COVID-19 has imposed an enormous burden on the healthcare system, and the same holds true for the field of nuclear medicine. Imaging departments and practices have seen volume decreases of as much as 70% since the pandemic began. Now, as hospitals begin to reopen for non-emergent elective procedures, they will need to struggle meet the demand to diagnose heart disease, cancer, neurological and other conditions that have gone undiagnosed and untreated over the past few months. In addition, infection control for imaging services will increase overall costs—putting further stress on available resources.
Nuclear medicine was already facing significant reimbursement challenges that hindered patient access to innovative, precision diagnostic drugs and limited the ability of new, more effective diagnostic imaging technologies to penetrate the market. Since 2008, the Centers for Medicare and Medicaid Services (CMS) has been treating diagnostic radiopharmaceuticals as supplies, bundling or “packaging” the drugs with the cost of the procedure. Often the reimbursed rate for the entire bundle is lower than the cost of the innovative diagnostic radiopharmaceutical drug, which results in underpayments to hospitals.
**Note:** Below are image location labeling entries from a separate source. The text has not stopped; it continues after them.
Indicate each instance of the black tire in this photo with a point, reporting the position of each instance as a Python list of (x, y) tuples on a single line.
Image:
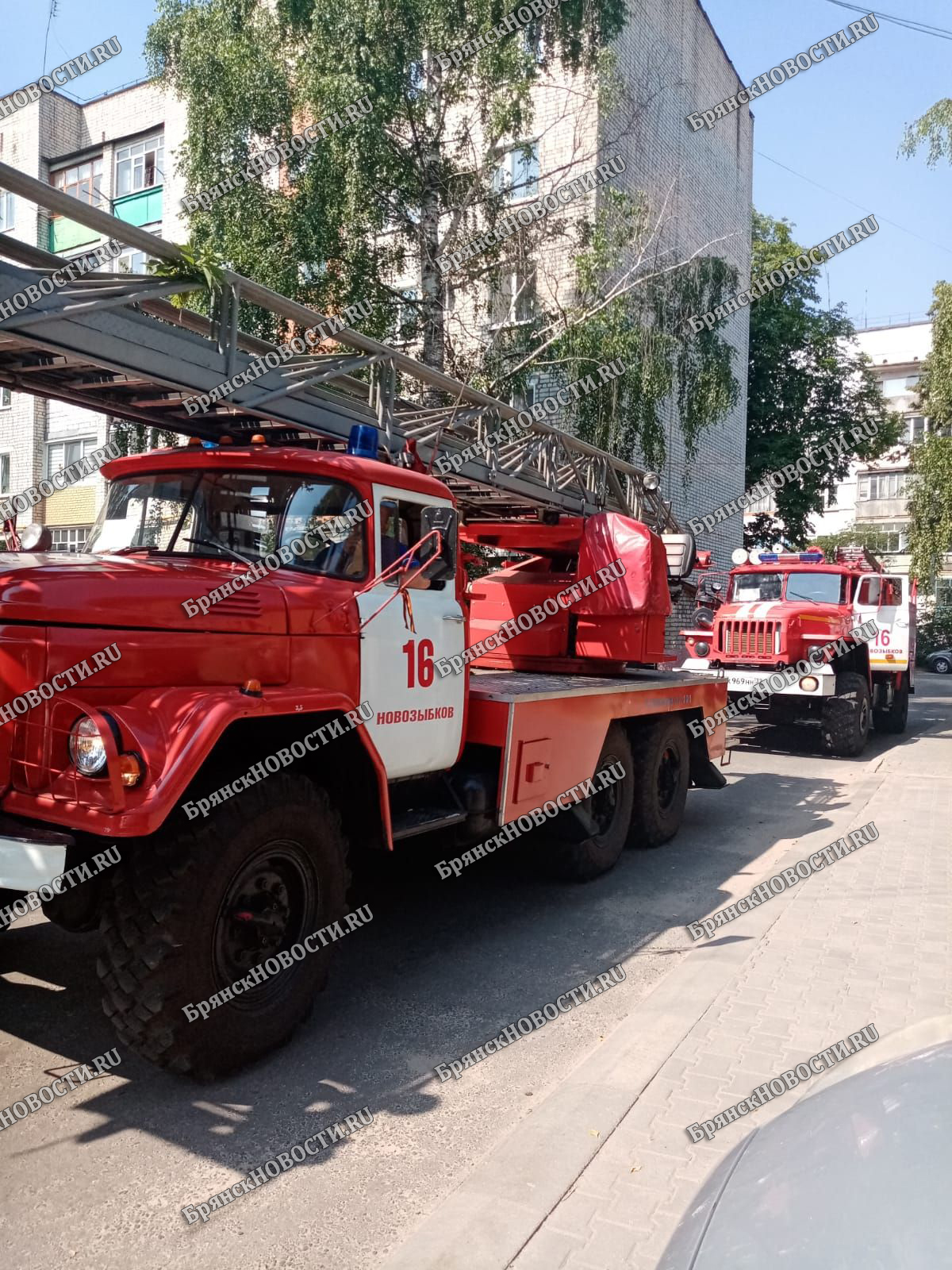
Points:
[(894, 719), (571, 851), (847, 717), (184, 920), (662, 778)]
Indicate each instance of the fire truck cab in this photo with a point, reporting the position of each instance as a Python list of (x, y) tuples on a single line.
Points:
[(780, 610)]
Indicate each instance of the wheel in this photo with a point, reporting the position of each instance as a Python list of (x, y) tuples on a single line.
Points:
[(588, 840), (894, 719), (662, 778), (847, 717), (197, 908)]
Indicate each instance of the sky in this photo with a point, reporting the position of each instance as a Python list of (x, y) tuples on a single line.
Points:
[(825, 143)]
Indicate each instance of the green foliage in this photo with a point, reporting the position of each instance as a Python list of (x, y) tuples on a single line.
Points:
[(645, 327), (359, 202), (936, 384), (197, 266), (869, 537), (931, 507), (933, 127), (931, 499), (414, 179), (806, 387), (136, 438)]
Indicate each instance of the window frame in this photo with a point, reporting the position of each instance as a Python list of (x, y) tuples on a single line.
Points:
[(505, 173), (69, 529), (869, 480), (125, 154), (8, 209), (154, 228), (95, 181), (281, 537), (83, 440)]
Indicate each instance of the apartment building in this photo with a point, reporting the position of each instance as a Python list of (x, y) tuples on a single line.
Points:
[(668, 61), (114, 152), (118, 152), (873, 497)]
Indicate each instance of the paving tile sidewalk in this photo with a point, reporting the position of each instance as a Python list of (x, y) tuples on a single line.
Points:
[(867, 940), (601, 1175)]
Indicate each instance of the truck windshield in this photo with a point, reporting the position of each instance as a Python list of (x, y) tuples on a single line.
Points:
[(829, 588), (228, 514), (755, 586)]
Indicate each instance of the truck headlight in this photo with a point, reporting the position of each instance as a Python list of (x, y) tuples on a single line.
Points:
[(86, 747)]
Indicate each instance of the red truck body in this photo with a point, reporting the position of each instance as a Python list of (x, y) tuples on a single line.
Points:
[(205, 685), (781, 611)]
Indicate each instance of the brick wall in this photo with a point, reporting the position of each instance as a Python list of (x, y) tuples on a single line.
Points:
[(33, 140)]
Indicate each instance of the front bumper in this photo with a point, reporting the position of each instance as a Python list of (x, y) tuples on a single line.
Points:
[(29, 856), (743, 681)]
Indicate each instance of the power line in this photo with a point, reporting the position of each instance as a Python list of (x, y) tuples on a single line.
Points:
[(48, 23), (863, 207), (912, 25)]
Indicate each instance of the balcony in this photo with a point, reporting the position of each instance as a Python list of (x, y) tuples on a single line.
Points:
[(144, 207)]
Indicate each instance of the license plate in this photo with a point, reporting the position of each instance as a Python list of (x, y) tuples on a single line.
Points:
[(742, 683)]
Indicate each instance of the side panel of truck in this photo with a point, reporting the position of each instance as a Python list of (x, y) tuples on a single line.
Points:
[(551, 740)]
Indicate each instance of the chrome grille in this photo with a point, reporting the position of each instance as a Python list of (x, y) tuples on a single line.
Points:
[(747, 639)]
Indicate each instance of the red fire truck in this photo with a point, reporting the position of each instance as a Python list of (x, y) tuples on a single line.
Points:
[(137, 752), (778, 609)]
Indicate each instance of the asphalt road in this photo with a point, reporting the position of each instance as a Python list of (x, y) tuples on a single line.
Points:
[(98, 1178)]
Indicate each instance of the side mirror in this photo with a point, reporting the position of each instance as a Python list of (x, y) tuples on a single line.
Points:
[(446, 521)]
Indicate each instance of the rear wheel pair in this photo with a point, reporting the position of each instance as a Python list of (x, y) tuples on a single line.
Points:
[(848, 715), (643, 808)]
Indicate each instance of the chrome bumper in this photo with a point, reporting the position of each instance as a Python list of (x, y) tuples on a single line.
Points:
[(29, 856)]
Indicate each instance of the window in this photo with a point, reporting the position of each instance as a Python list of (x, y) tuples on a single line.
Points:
[(70, 539), (513, 298), (61, 454), (406, 318), (527, 398), (890, 537), (132, 260), (82, 181), (827, 588), (8, 210), (140, 165), (882, 486), (900, 385), (232, 516), (401, 526), (517, 171), (754, 587)]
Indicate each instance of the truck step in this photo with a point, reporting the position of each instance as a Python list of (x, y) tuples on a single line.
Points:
[(422, 819)]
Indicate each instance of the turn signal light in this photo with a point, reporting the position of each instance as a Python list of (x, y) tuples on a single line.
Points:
[(131, 768)]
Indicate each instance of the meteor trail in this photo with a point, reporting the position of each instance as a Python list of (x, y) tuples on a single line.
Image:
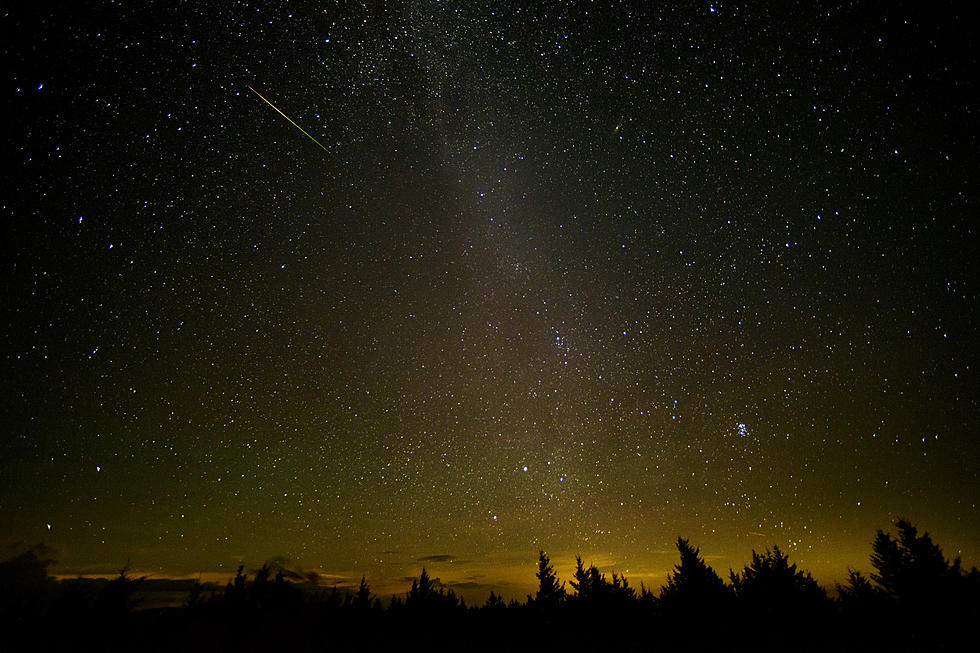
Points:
[(288, 118)]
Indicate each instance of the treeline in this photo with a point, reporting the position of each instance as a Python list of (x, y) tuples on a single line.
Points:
[(915, 599)]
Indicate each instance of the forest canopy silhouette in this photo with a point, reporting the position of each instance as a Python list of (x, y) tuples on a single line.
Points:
[(914, 599)]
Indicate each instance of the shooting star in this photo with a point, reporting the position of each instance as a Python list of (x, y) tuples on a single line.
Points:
[(288, 118)]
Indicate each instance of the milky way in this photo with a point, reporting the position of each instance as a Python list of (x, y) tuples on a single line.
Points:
[(577, 277)]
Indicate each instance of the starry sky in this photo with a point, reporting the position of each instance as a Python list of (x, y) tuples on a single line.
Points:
[(579, 276)]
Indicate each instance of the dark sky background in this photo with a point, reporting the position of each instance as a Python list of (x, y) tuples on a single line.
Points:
[(573, 276)]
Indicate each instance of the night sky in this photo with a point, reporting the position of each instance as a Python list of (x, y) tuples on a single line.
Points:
[(575, 276)]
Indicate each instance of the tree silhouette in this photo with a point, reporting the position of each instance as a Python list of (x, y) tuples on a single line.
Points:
[(693, 585), (589, 584), (362, 600), (911, 568), (550, 593), (772, 584)]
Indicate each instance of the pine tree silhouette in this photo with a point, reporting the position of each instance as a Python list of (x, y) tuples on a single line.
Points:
[(550, 593), (693, 585)]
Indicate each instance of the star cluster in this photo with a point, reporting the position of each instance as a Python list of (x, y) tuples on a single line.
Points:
[(575, 277)]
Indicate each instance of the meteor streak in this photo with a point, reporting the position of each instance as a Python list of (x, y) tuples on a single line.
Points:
[(288, 118)]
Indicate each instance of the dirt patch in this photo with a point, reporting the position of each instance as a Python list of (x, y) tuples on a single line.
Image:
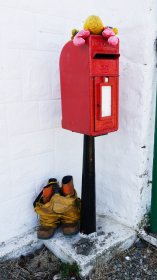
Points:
[(137, 263), (41, 265)]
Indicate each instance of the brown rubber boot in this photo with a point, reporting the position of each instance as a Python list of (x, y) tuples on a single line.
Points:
[(70, 229), (67, 185), (45, 232)]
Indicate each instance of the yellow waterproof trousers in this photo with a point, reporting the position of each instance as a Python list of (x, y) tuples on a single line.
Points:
[(65, 209)]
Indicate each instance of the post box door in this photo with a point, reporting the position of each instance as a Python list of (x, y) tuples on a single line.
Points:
[(106, 103)]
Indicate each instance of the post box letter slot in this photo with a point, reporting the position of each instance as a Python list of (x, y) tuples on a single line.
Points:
[(105, 101), (105, 56)]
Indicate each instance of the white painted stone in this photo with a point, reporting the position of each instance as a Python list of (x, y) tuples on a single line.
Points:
[(17, 216), (19, 245), (23, 118), (110, 238), (37, 75), (10, 91), (32, 144), (50, 114), (25, 172), (17, 29), (10, 64)]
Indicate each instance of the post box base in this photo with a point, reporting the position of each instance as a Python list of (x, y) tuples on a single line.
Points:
[(111, 238)]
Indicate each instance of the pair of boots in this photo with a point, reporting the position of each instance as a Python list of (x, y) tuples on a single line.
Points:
[(56, 206)]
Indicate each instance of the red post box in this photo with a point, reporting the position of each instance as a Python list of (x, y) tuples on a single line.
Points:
[(89, 77)]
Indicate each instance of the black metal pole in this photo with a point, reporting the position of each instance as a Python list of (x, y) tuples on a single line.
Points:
[(88, 213)]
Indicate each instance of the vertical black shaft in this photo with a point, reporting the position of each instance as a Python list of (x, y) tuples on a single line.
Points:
[(88, 212)]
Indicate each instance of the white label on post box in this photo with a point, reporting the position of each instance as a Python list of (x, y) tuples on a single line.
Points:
[(106, 101)]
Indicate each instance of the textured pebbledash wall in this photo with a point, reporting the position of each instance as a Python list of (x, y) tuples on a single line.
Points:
[(33, 147)]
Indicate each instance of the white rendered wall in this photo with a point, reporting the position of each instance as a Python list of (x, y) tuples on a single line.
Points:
[(34, 147)]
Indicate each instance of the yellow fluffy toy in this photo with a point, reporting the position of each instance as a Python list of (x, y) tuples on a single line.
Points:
[(94, 25)]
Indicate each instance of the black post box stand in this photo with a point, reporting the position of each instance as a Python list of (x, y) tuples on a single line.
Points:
[(88, 212)]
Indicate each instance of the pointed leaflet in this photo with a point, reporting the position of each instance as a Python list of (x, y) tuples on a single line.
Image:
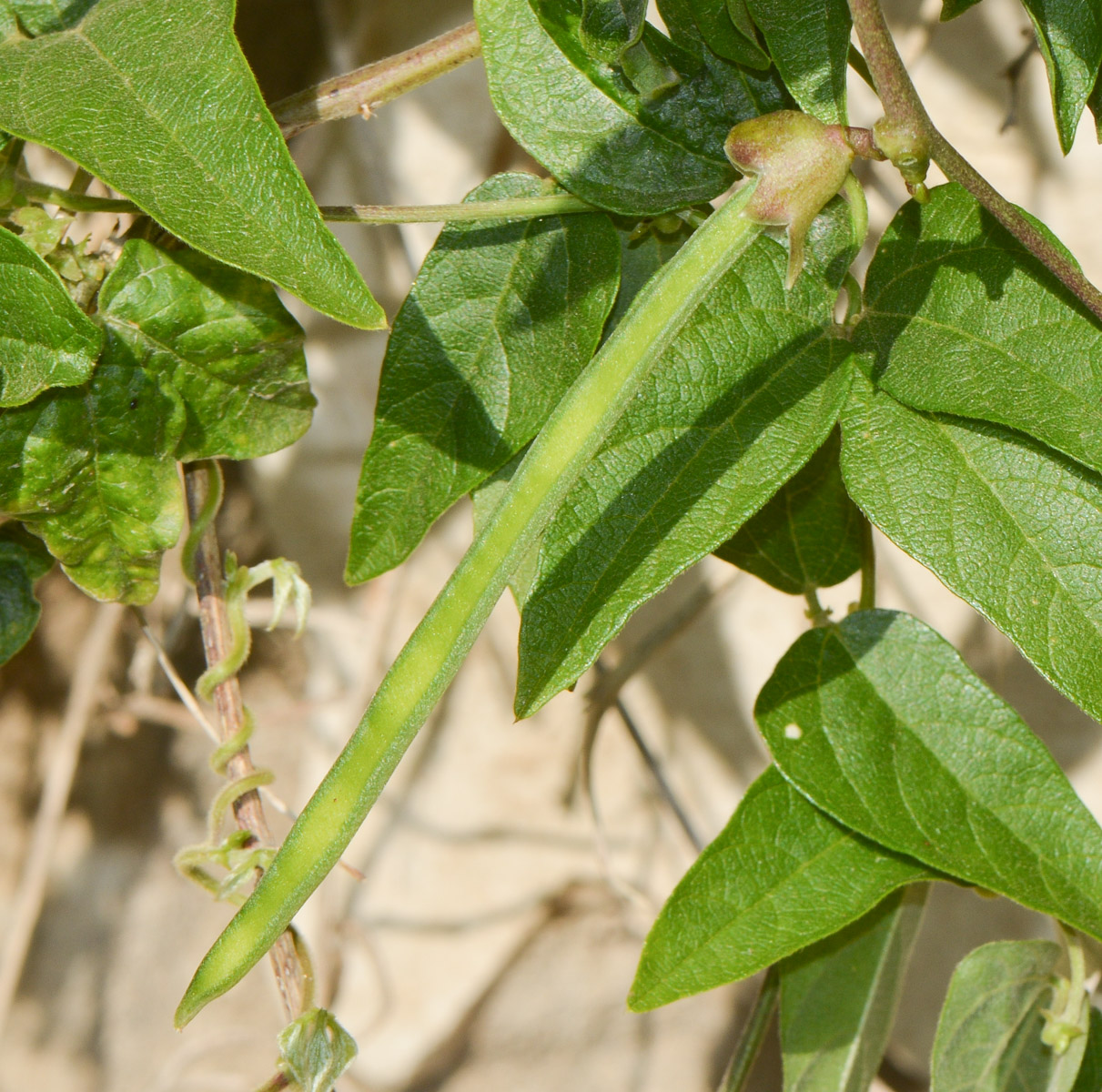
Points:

SNMMI and its coalition partners have been working with patient groups to support the “Medicare Diagnostic Radiopharmaceutical Payment Equity Act of 2019” (H.R. 3772), which would safeguard access to the most appropriate diagnostic radiopharmaceuticals and encourage innovation and development of additional imaging drugs that will be used in the future to improve patient care. With the enhanced financial pressure on hospitals from the COVID-19 pandemic, we are concerned hospitals will be reluctant to fully support innovative nuclear medicine services because of inadequate reimbursement due to existing Medicare policy payment methodologies.
More than 20 million Americans benefit annually from nuclear medicine procedures—precision medicine that allows diagnosis and treatment to be tailored to individual patients in order to achieve the best possible outcomes. Therefore, as Congress contemplates additional support for the American healthcare system, they must also ensure that patients continue to have access to the most effective diagnostic drugs available today.